A.  Some things to remember when you seek to be filled with the Holy Spirit:

    1. The Holy Spirit lives in you now (Acts 2:38; John 1:12; Romans 8:9, 5:5; I Corinthians 6:19; Galatians 4:6-7).
    2. He will never leave you (John 14:16-18, 23; Ephesians 1:13-14; Hebrews 13:5).  Get down on your knees before God and thank Him that He lives in your heart now.  Rejoice in Him and in this fact.
    3. There is no complex formula given in the Bible or certain order as to what you do first, second, and third in order to be filled with the Holy Spirit.  “Ask and ye shall receive” is God’s simple word to His children.
    4. There is nothing to fear in being filled with the Spirit.  God blesses, not blasts; helps, not hurts.  To be filled with the Spirit is good and will result in your good and God’s glory (Ephesians 5:18-20).

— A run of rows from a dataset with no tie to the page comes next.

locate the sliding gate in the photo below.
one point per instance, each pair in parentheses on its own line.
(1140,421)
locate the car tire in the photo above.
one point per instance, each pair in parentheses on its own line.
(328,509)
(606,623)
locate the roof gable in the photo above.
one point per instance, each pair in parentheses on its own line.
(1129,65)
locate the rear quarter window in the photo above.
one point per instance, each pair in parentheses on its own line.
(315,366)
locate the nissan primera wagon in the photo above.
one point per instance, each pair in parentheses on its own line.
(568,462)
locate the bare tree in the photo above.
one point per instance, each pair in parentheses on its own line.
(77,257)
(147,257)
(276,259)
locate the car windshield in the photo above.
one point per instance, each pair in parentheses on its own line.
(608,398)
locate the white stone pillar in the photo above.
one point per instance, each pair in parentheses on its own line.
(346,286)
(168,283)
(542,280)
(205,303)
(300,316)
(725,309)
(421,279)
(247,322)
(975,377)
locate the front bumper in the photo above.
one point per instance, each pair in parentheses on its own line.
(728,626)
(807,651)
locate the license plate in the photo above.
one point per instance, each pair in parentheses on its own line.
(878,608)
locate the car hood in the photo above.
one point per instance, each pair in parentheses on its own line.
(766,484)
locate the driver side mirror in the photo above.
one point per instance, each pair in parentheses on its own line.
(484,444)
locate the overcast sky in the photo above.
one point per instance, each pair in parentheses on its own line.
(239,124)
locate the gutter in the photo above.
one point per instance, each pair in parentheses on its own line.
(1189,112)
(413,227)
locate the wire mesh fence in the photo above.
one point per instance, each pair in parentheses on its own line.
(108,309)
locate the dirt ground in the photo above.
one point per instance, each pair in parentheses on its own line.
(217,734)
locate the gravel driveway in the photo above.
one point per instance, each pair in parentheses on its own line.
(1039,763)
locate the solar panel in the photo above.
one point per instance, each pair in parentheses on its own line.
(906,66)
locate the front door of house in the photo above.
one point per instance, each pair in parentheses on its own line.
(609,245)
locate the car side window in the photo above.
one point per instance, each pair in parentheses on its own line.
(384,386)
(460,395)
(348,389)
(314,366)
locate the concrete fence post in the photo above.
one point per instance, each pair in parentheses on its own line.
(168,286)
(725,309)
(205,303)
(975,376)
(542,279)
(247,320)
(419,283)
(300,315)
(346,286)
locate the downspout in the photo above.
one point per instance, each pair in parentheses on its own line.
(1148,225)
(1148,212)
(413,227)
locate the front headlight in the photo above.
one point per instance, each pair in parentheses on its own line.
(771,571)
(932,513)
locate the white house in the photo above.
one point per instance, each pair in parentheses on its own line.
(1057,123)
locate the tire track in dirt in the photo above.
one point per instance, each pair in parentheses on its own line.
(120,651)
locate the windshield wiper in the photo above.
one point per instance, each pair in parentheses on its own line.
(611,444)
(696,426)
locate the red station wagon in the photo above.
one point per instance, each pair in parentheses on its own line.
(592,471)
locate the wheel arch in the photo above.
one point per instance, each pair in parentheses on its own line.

B.  It is as simple as this:  Ask the Spirit to fill you, believe in Him to do it, obey His counsel.

    1. Hungry?  Eat.  Be filled. “Blessed are they that hunger and thirst….filled” (Matthew 5:6).
    2. Thirsty?  Drink.  Be satisfied (never thirst) (Matthew 5:6; John 7:37-38).
    3. Heavy laden?  Come to me. Give you rest (Matthew 11:28-30).